SPOT FOTO DI INDONESIA : JAM GADANG

Hi Klifoners🖤💛

Apakah kalian tahu bangunan apa ini? Yap, Benar sekali Jam Gadang. Tidak sah rasanya jika kita berkunjung ke kota bukittinggi tanpa melihat dan mengabadikan bangunan yang merupakan simbol kota bukittinggi ini. Bangunan peninggalan Hindia-Belanda ini sudah identik dengan kota yang pernah menjadi ibukota Provinsi Sumatera Barat ini.

Terbukti, Sudah puluhan tahun monumen ini berdiri tidak membuat monumen ini dilupakan oleh warga bukittinggi. Bahkan, menara jam ini terus menjadi kebanggaan mereka dan terpampang dalam berbagai jenis souvenir khas kota ini.
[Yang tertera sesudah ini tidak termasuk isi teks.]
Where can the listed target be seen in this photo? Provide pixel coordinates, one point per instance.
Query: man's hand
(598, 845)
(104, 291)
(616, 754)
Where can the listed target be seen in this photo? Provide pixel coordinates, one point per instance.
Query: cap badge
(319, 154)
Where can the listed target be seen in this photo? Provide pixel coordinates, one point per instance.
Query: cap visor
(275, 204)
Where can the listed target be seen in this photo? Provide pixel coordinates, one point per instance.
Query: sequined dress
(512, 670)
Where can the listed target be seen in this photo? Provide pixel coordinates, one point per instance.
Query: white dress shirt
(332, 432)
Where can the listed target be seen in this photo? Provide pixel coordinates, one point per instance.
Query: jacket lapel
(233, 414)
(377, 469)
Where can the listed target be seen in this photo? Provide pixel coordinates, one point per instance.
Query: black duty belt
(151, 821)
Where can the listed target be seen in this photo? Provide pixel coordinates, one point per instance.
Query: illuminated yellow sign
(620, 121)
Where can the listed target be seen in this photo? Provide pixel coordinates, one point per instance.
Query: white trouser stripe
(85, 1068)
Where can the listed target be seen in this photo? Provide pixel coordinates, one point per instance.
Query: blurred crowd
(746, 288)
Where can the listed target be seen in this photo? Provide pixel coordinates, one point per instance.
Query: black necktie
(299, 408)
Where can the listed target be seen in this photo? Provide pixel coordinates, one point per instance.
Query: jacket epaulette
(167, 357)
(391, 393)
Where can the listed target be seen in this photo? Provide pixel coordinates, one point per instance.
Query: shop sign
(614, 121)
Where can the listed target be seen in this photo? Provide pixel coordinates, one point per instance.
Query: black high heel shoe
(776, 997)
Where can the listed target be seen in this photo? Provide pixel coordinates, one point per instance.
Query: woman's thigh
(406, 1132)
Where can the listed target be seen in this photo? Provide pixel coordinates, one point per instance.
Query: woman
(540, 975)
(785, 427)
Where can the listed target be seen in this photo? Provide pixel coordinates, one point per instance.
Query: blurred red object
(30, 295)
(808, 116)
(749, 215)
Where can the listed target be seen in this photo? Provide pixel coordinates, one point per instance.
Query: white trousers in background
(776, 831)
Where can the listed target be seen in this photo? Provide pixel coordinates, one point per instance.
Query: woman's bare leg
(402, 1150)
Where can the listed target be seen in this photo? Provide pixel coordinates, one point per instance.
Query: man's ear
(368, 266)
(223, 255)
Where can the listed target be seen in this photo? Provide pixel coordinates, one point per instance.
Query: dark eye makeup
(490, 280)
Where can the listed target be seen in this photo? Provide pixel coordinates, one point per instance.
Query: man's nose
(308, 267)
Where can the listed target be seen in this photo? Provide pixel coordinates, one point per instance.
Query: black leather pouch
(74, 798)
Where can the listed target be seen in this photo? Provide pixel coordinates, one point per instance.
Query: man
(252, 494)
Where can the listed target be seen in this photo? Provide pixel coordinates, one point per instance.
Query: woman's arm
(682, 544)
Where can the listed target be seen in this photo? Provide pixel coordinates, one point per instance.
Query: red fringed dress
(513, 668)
Jam Gadang didirikan oleh pemerintah Hindia-Belanda atas perintah Ratu Wilhelmina dari Belanda. Menara jam ini merupakan hadiah untuk sekretaris kota Bukittinggi yang menjabat saat itu yakni HR Rookmaaker.

Monumen ini berdiri setinggi 26 meter di tengah Taman Sabai Nan aluih yang dianggap sebagai titik sentral dari kota Bukittinggi. Konstruksi bangunan tersebut menggunakan campuran kapur, putih telur, dan pasir.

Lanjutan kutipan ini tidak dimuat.